Perhaps no better story epitomizes the nature of the neighborhood during these years than that of the killing of detective John W. Gilley in 1889. A man known only in the records now as “Smith” killed Gilley in court. By 1889, Gilley had made a name for himself in the Bottoms, particularly in Toad-a-Loop, for breaking up the many street gangs that ruled the neighborhoods surrounding the district. He was one of few Kansas City, Kans., officers willing to work alongside their Missouri counterparts to help keep criminals from taking advantage of the jurisdiction issue to avoid arrest. As such, he’d earned the ire of many criminal outfits working those areas. When “Smith,”a member of a particularly notorious gang, the “dirty dozen gang,” found himself in court for burglary connections in Kansas, Missouri, Nebraska, and Colorado, he also spied Gilley there and managed to stab the detective in the neck, resulting in his death in the hospital several days later.

 

Notoriety surrounded the Toad-a-Loop neighborhood, but its existence was short lived.

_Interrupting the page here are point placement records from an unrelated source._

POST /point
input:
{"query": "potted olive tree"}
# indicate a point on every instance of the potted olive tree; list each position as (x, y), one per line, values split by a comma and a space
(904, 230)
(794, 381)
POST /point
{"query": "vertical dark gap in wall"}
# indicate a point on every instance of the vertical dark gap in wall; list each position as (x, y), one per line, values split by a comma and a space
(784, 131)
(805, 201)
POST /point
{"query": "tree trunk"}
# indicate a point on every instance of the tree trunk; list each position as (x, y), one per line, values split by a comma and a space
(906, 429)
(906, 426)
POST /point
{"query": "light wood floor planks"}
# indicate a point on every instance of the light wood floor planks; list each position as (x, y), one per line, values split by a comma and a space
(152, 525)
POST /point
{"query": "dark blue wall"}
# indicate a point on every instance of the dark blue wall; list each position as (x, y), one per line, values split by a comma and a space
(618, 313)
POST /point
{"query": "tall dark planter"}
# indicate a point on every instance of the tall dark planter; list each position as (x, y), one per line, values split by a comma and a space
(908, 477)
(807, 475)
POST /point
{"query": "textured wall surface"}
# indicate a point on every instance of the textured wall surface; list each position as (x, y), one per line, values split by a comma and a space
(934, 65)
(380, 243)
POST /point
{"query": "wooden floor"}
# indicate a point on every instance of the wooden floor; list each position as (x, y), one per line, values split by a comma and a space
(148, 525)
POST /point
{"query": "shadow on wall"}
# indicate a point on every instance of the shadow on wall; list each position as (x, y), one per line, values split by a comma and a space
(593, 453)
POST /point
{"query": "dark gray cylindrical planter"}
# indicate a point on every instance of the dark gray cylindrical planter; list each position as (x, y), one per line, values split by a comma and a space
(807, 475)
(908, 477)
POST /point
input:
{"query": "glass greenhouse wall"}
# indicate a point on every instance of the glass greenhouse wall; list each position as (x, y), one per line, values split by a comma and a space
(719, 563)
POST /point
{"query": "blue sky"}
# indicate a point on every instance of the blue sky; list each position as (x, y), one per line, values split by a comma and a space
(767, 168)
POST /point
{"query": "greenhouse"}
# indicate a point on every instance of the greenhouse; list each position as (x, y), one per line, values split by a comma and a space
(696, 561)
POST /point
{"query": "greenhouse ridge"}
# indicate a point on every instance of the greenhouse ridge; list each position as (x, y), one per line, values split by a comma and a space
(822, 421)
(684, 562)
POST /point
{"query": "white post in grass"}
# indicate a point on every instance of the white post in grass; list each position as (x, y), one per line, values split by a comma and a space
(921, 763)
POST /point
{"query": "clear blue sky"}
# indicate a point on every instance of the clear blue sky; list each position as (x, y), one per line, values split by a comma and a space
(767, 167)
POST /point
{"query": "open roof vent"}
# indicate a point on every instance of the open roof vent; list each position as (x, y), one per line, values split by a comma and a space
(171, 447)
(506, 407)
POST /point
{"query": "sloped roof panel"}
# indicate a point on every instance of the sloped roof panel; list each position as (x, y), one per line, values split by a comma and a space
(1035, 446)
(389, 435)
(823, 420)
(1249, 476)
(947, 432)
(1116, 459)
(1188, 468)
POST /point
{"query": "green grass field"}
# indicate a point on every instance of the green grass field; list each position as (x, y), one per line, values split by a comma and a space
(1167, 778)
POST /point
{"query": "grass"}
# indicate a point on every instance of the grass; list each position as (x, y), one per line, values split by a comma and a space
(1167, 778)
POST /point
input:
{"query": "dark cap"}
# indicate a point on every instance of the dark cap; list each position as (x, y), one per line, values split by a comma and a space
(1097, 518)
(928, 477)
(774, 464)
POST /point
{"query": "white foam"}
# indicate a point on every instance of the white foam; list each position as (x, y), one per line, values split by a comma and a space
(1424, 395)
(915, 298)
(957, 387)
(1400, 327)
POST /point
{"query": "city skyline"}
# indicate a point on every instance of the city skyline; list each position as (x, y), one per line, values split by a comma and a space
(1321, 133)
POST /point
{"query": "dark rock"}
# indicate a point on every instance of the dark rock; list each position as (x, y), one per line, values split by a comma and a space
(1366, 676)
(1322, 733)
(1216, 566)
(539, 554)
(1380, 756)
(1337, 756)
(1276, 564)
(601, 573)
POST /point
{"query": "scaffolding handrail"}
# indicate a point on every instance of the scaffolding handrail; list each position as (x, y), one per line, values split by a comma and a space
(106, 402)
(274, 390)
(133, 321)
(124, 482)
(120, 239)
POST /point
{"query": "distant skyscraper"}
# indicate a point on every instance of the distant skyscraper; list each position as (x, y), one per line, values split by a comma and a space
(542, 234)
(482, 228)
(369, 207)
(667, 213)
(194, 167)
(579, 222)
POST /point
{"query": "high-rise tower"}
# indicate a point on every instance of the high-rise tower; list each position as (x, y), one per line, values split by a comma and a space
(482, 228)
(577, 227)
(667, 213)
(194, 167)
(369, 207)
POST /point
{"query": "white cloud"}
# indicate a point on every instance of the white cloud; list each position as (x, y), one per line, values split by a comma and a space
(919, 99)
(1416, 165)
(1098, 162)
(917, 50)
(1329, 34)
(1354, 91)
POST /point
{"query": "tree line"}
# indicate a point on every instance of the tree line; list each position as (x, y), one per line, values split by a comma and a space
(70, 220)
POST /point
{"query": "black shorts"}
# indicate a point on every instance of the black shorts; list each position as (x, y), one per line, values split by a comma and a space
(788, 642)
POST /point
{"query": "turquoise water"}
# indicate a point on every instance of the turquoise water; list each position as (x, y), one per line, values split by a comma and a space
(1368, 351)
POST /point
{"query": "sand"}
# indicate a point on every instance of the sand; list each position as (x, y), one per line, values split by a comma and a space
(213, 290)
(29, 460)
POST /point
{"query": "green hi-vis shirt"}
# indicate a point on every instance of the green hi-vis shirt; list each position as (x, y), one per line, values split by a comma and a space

Railroad yards (the Santa Fe Railroad from the West and the Missouri Pacific from the East) took up all of the available real estate in the neighborhood though the late 1890s. The final blow struck in 1903 when a devastating flood forced many residents to relocate, which made much of the West Bottoms, and especially the poorest communities such as Toad-a-Loop, essentially non-residential.